Kyenjojo: National Drug Authority Bans the Use of Tick Burn Drug over Counterfeit Allegations
By Mariam Namakula
The National Drug Authority (NDA) has banned the use of Tick Burn Drug in Kyenjojo District for allegedly being a counterfeit product that was causing havoc to many livestock farmers in the district.
NDA said tick burn drug was illegally placed on market for farmers and yet it had a lot of side effects to their livestock.
The decision for the ban was taken this week after surprise search operation that was done by a team from NDA led by Dr. Jeanne Muhindo Head of Veterinary Products National Drug Authority
According to Muhindo, apart from selling counterfeit drugs, the drug shops in Kyenjojo District were illegally operated with many of shops being run by unqualified veterinary personnel thus heavily impacting the farming sector.
“When we tested these drugs from the National Drug Authority Lab most of them were counterfeit. These also indicated that there are other agro chemicals that are always added into these drugs a thing that was a threat to the country’s livestock,” she said.

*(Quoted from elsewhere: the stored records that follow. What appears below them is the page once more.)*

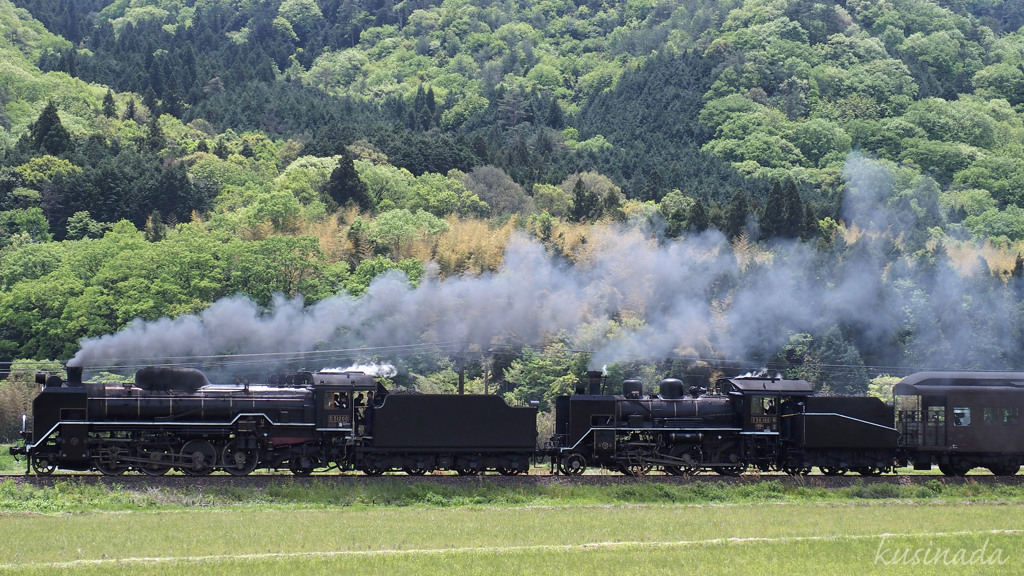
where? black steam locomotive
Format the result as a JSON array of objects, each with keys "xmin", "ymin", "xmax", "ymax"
[
  {"xmin": 10, "ymin": 365, "xmax": 536, "ymax": 476},
  {"xmin": 10, "ymin": 366, "xmax": 1024, "ymax": 477},
  {"xmin": 547, "ymin": 371, "xmax": 898, "ymax": 476}
]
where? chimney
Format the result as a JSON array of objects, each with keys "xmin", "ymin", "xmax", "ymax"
[
  {"xmin": 586, "ymin": 370, "xmax": 603, "ymax": 395},
  {"xmin": 66, "ymin": 365, "xmax": 84, "ymax": 387}
]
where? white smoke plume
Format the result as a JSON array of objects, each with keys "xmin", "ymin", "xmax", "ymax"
[
  {"xmin": 322, "ymin": 364, "xmax": 398, "ymax": 377},
  {"xmin": 69, "ymin": 153, "xmax": 1024, "ymax": 378}
]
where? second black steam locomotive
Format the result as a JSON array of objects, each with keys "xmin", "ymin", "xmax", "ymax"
[
  {"xmin": 11, "ymin": 366, "xmax": 1024, "ymax": 477},
  {"xmin": 547, "ymin": 371, "xmax": 898, "ymax": 476}
]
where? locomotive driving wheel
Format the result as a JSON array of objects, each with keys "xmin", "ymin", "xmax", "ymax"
[
  {"xmin": 180, "ymin": 440, "xmax": 217, "ymax": 476},
  {"xmin": 619, "ymin": 463, "xmax": 653, "ymax": 477},
  {"xmin": 94, "ymin": 446, "xmax": 129, "ymax": 476},
  {"xmin": 222, "ymin": 440, "xmax": 259, "ymax": 476},
  {"xmin": 664, "ymin": 444, "xmax": 702, "ymax": 476},
  {"xmin": 715, "ymin": 463, "xmax": 748, "ymax": 476},
  {"xmin": 137, "ymin": 443, "xmax": 175, "ymax": 476}
]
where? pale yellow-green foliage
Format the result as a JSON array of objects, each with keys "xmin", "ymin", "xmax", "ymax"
[
  {"xmin": 546, "ymin": 220, "xmax": 594, "ymax": 263},
  {"xmin": 275, "ymin": 155, "xmax": 339, "ymax": 204},
  {"xmin": 831, "ymin": 221, "xmax": 1024, "ymax": 280},
  {"xmin": 14, "ymin": 155, "xmax": 81, "ymax": 186},
  {"xmin": 731, "ymin": 230, "xmax": 773, "ymax": 271},
  {"xmin": 946, "ymin": 239, "xmax": 1024, "ymax": 277},
  {"xmin": 300, "ymin": 210, "xmax": 353, "ymax": 263},
  {"xmin": 432, "ymin": 217, "xmax": 517, "ymax": 276},
  {"xmin": 867, "ymin": 374, "xmax": 901, "ymax": 400}
]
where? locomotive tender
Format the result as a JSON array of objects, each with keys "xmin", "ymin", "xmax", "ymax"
[{"xmin": 10, "ymin": 366, "xmax": 1024, "ymax": 477}]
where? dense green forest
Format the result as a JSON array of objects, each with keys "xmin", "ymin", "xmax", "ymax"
[{"xmin": 4, "ymin": 0, "xmax": 1024, "ymax": 437}]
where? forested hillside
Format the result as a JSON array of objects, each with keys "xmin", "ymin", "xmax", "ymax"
[{"xmin": 4, "ymin": 0, "xmax": 1024, "ymax": 433}]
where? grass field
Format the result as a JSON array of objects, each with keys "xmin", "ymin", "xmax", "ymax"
[{"xmin": 0, "ymin": 478, "xmax": 1022, "ymax": 575}]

Adding that farmers were also over using drugs even in situations that needed improvement in hygiene and the sanitation around the live stock
“Animal medicine is like pediatrician medicine, you cannot prescribe a drug for an animal if you haven’t seen it physically so the challenge we have is that there is a lot of telephone medicine prescription when people have not looked at the condition,” Muhindo said.
Other fake drugs included; Lava and Dudu Force II
And the operation left three drug shops closed
Muhindo also noted that there was misuse of some drugs and chemicals in the district by the farmers and this had also caused a lot of negative impact to the livestock especially among some herds. In some it had caused “repeated breeding” thus not being able to give birth.
The team also revealed that the banning of the one product which was on market (Tick Burn), was due to the countless challenges that the drug had on livestock and that farmers should desist from using or else risk making loses in their farms.
“The challenge has never been in treating the infected animals but the continued resistance by the pest and diseases to the drugs which have made it harder to treat tick-borne diseases. These have instead develop into other challenges affecting the production of our cattle,” one of the farmers said.
Adding that a cow that was supposed to lactate thrice a year was now doing it once with a decrease of over seven litters of milk from the ten litters it used to provide.
This was mainly because the livestock was always struggling with the warms inside and the ticks when feeding.
Farmers however noted that, the challenge of counterfeit drugs had escalated due to the increasing demand for the veterinary services and yet there were inadequate numbers of qualified veterinary doctors.
This thus getting wrong prescription of fake drugs from unqualified doctors
In addition farmers also noted that the failure to acquire quality services had greatly contributed to the continuous loss of their livestock mainly due to the late detection of pests and diseases in their farms.
They therefore called upon the Authority to extend veterinary services up to the parish level for the easy access to the much needed quality services in the district.
The national drug authority has also started training of farmers, extension staff, veterinary drug dealers maintained at sensitizing the community on how to effectively use the drug and manage various pests
Other affected districts in the western parts of Uganda include Mbarara, Kiruhura among others.